What we can learn from the Cowboys’ draft wagers?
Dallas has obviously swung for the fences a lot in recent years. But remember, most home-run hitters have a high strike-out average too. It goes with the territory. Big swings can result in big scores and big failures. That seems to be what’s happened with the Cowboys lately. But let’s be a little more specific.
Taking the Amari Cooper trade out of the equation, the Cowboys have gambled five times in recent years. Two of those choices appear to be total busts, at least for the moment: Taco Charlton and Randy Gregory (though I’m still rooting for Gregory to redeem himself).
Of the remaining three picks, I think it’s fair to call the Jaylon Smith pick a qualified success. But the jury is still out on the Vander Esch and Trysten Hill picks.
Vander Esch might go on to have a brilliant career. But he might not. As for Trysten Hill, who knows? It’s just to early to tell.
And the same is true for the Amari Cooper trade. If the Cowboys can sign him to a reasonable contract, I think a lot of observers would view that trade as a big success. But there’s still an “If” there. So we’ll see.
I think the logical question is this: Has this gambling strategy paid off? Has swinging for the fences been worth it for Dallas, or would they have been better off making safer picks?

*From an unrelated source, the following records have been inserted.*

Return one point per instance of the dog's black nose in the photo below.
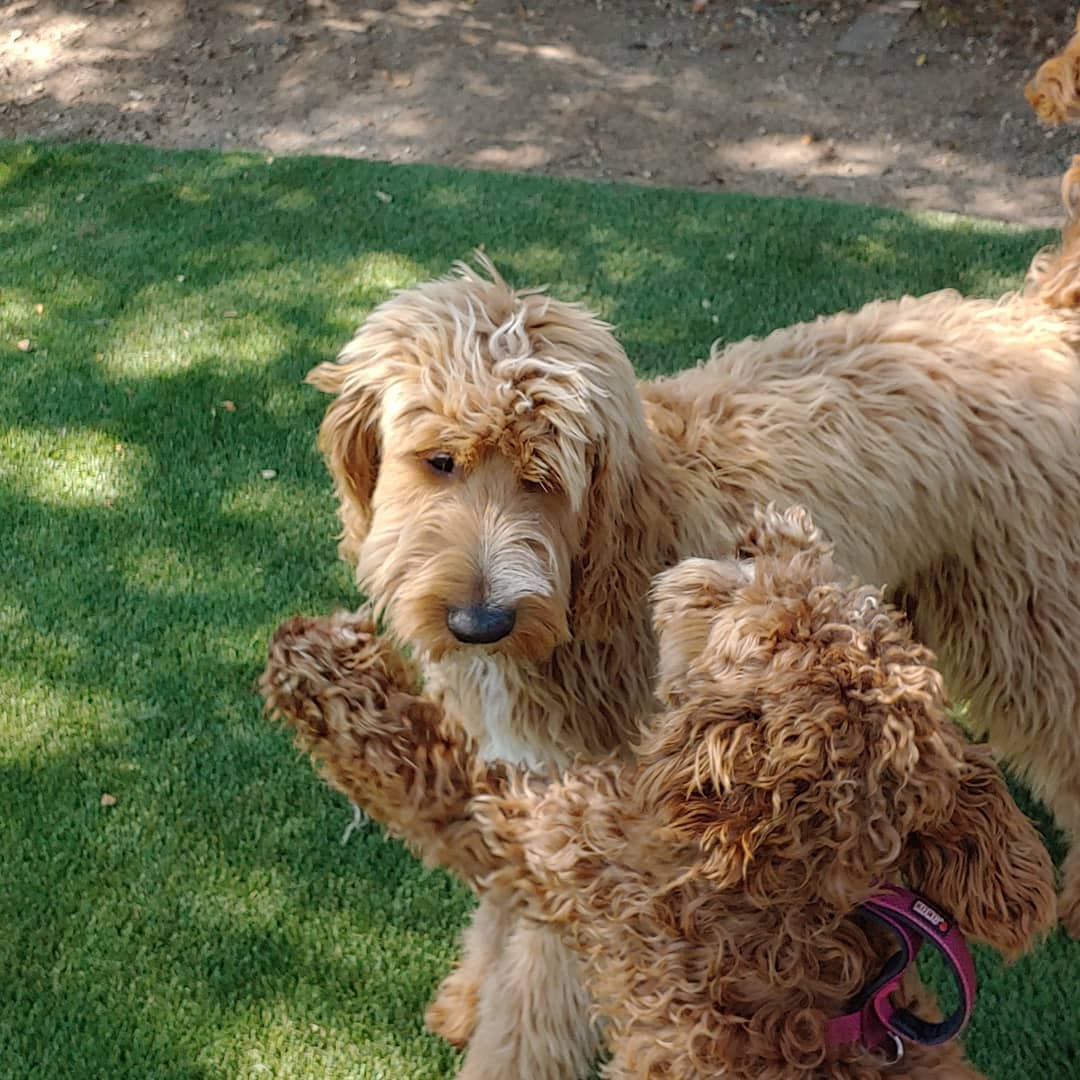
(480, 624)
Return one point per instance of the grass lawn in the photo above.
(158, 312)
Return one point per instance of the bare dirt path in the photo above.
(898, 103)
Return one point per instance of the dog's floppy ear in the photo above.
(349, 439)
(985, 863)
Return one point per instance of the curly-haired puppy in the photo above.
(508, 491)
(1054, 92)
(802, 757)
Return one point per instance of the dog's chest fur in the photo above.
(486, 694)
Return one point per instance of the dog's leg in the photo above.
(1016, 665)
(532, 1021)
(453, 1014)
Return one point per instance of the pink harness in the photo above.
(913, 921)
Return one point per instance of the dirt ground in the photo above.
(902, 103)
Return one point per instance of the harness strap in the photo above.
(913, 921)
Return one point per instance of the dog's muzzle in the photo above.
(480, 624)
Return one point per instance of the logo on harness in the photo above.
(931, 916)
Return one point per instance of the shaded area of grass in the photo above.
(210, 922)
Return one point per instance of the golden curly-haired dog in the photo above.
(1054, 92)
(508, 491)
(802, 756)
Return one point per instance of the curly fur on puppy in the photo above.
(508, 491)
(802, 755)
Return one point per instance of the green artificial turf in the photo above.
(210, 922)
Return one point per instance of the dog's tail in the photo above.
(1054, 274)
(1054, 92)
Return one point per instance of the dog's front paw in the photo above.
(332, 666)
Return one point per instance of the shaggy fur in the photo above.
(491, 445)
(1054, 92)
(802, 755)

I think that’s an easy call. They’ve obviously whiffed on two of these five swings, and the death toll could go higher depending on what happens with Vander Esch and Hill. Remember, all of these picks have been first and second-rounders.
Most players taken from these rounds tend to be solid starters, sometimes even Pro Bowl players. Can you imagine who the Cowboys could have on their team with that second-round pick in 2015, had they not gambled on Gregory? Frank Clark, the Pro Bowl defensive end was taken by the Seattle Seahawks just a few picks later.

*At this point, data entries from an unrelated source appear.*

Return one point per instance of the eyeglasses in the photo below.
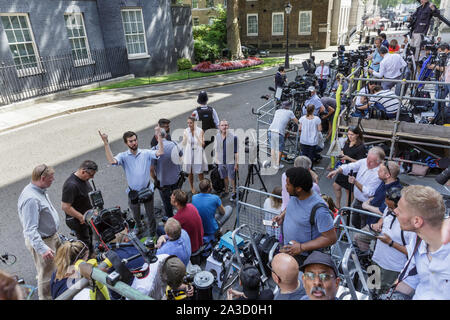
(322, 276)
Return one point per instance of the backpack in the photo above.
(206, 117)
(217, 182)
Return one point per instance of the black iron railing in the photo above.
(61, 72)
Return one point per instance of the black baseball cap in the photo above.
(317, 257)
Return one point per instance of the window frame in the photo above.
(257, 24)
(24, 72)
(303, 33)
(277, 33)
(135, 55)
(88, 60)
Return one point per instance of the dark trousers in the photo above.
(165, 194)
(358, 220)
(82, 231)
(322, 86)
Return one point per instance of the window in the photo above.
(277, 24)
(304, 23)
(196, 21)
(21, 43)
(252, 24)
(133, 25)
(76, 33)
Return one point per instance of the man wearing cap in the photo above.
(285, 273)
(277, 130)
(250, 280)
(40, 222)
(209, 119)
(320, 277)
(75, 201)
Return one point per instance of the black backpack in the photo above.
(206, 117)
(217, 182)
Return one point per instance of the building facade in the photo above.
(263, 23)
(153, 32)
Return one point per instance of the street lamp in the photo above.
(288, 9)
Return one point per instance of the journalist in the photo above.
(166, 171)
(391, 68)
(426, 274)
(420, 22)
(136, 163)
(40, 222)
(75, 201)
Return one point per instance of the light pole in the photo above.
(288, 9)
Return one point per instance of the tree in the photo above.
(233, 38)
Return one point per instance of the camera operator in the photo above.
(280, 78)
(166, 171)
(40, 222)
(226, 156)
(322, 73)
(75, 201)
(299, 236)
(136, 163)
(163, 124)
(390, 68)
(173, 273)
(276, 132)
(426, 274)
(441, 68)
(376, 57)
(176, 241)
(420, 20)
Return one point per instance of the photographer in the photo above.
(322, 73)
(166, 171)
(420, 22)
(75, 201)
(426, 274)
(442, 72)
(136, 163)
(390, 68)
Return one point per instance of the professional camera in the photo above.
(105, 222)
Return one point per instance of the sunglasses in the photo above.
(322, 276)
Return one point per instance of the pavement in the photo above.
(34, 110)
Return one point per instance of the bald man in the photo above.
(286, 275)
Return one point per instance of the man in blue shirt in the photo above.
(165, 171)
(176, 241)
(136, 163)
(299, 236)
(388, 174)
(207, 205)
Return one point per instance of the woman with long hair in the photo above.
(354, 150)
(194, 158)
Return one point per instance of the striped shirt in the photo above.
(388, 100)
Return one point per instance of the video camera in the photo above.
(105, 222)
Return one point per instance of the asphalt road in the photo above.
(66, 141)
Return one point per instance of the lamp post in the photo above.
(288, 9)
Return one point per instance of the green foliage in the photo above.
(184, 64)
(210, 40)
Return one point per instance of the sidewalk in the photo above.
(34, 110)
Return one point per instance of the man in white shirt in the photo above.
(388, 101)
(322, 72)
(277, 130)
(426, 275)
(390, 68)
(366, 181)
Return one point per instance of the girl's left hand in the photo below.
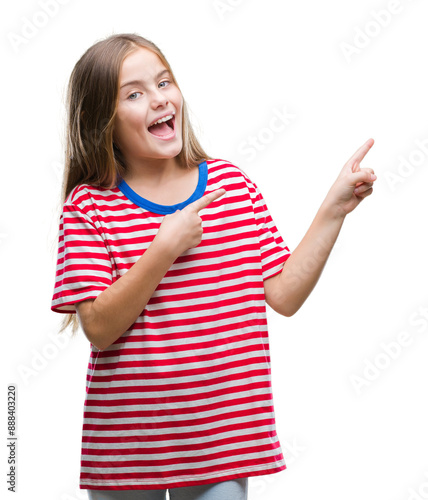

I don’t know if the Cowboys had Clark on their board five years ago, but I do know that last year, they had UCF safety Juan Thornhill in their sites, before choosing Hill. For the record, Thornhill started most of the season for the Super Bowl Bowl-winning Kansas City Chiefs, instead of riding the bench like Hill.

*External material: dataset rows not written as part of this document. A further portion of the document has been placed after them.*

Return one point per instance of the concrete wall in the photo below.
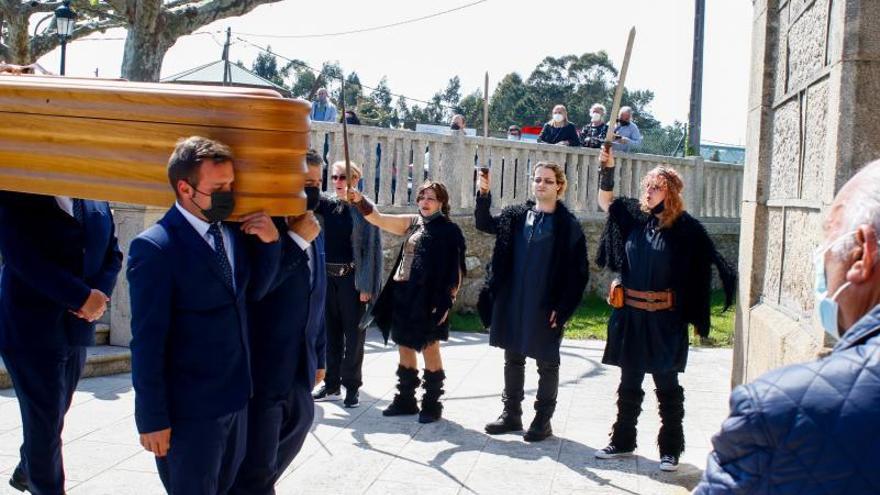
(812, 123)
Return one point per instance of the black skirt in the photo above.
(413, 324)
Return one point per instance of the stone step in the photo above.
(102, 334)
(101, 360)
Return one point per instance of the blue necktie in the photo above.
(220, 254)
(78, 211)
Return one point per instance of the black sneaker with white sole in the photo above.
(351, 398)
(325, 394)
(668, 463)
(613, 452)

We could go on, but I won’t belabor the point. For me, the results of this analysis are pretty clear. Dallas should not have made these gambles. Too many of them haven’t paid off. But that’s the nature of gambles. They usually don’t work out.
Safe picks, though more boring, usually do. Going back to the 2014 draft, how many would rather have selected quarterback Johnny Manziel over perennial All-Pro guard Zack Martin? No one.
I don’t know what the Cowboys head office will do in the upcoming 2020 draft. It’s still pretty early, so they probably don’t know yet either. But I’d like to think they’ve done the same analysis I’ve done here, and have sworn off gambling this year.
That’s my hope: That the Dallas Cowboys make safe choices in the 2020 draft. I think if they just pick according to vice president of player personal and scouting genius Will McClay’s draft board, they’ll do much better. But hey, that’s just my opinion. What do you think?